Ce 1er décembre au soir, l'Assemblée nationale a adopté in extremis une proposition de loi du député LR Aurélien Pradié visant à créer une "juridiction spécialisée aux violences intrafamiliales". Le texte a obtenu 41 voix pour et 40 contre.
Adoptée en première lecture, la proposition doit dorénavant être transmise au Sénat, à majorité de droite. Ce texte prévoit la mise en place d'une juridiction spécialisée basée sur le modèle de l'Espagne, associant "les pouvoirs du juge civil et du juge pénal", en s'appuyant "sur des référents au sein de chaque parquet", a expliqué Aurélien Pradié, comme le rapporte l'AFP.

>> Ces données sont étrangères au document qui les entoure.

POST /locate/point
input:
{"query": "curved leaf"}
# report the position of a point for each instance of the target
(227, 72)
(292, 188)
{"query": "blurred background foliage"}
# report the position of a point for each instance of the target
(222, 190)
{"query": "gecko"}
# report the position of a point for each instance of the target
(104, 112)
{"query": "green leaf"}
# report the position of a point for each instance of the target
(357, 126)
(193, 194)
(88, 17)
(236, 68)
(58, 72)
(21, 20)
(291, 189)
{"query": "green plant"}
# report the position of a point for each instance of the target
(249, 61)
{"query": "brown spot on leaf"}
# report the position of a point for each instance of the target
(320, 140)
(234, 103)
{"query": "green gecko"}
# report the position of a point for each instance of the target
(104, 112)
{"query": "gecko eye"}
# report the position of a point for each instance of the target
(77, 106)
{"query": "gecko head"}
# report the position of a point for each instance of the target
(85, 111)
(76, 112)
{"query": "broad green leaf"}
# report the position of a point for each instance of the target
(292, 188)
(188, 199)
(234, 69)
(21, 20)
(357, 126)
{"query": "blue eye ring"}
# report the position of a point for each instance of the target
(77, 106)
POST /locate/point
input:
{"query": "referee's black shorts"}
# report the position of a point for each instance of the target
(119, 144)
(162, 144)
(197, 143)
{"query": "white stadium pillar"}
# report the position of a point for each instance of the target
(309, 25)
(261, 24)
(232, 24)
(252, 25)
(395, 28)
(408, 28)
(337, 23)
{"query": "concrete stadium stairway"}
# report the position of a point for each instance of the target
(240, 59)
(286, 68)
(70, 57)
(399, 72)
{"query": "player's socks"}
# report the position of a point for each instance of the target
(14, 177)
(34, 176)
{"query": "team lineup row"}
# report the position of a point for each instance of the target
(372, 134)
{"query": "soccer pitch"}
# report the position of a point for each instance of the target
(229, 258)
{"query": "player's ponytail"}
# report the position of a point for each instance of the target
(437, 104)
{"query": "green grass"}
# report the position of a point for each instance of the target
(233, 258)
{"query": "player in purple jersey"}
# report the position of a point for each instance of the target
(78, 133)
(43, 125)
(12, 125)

Depuis la mise en place de cette juridiction en Espagne, pour laquelle travaillent des magistrat·e·s spécialement formé·e·s sur ces questions, les victimes de violences conjugales oseraient davantage porter plainte, près de quatre fois plus qu'en France, et le nombre de femmes tuées aurait baissé de 24% selon les autorités, indique L'Express.
En droit français, il existe déjà de nombreuses juridictions spécialisées, comme le rappelle L'Express, à l'instar des tribunaux de commerce ou du conseil de prud'hommes. Les mineurs, avec le Tribunal et la Cour d'Assises pour enfants, les militaires, ainsi que les personnalités politiques telles que les ministres ou le président dépendent aussi de juridictions spéciales, certaines affaires nécessitant des compétences particulières pour être jugées.
La proposition a été adoptée non sans mal, le gouvernement ayant notamment été accusé "d'obstruction"."Obstruction du gouvernement ? Pas un seul amendement chez nous", a répliqué le Garde des Sceaux Eric Dupond-Moretti, présent dans l'hémicycle.
"Vous avez volé le débat", a-t-il ainsi répété à plusieurs reprises à l'adresse des députés LR, rappelant que le gouvernement avait annoncé début septembre le lancement d'une mission parlementaire sur le sujet. "Elle aurait pu dire des choses intéressantes", a-t-il regretté.
Selon lui, "ce texte est un danger, car il désorganise les juridictions". Dénonçant une proposition "faite à la va-vite" et une "loi au rabais", la ministre déléguée à l'Egalité Femmes-Hommes, Isabelle Rome, a annoncé au cours du débat l'organisation d' "un groupe de contact de deux semaines" à l'issue de la mission parlementaire, "pour associer les différents groupes politiques".
Le nombre de féminicides a augmenté de 20% en France en 2021 (122 contre 102 en 2020), selon le bilan des "morts violentes au sein du couple", établi par le ministère de l'Intérieur. Du 1er janvier 2022 au 26 novembre, 124 féminicides ont déjà eu lieu, selon le collectif Nous Toutes.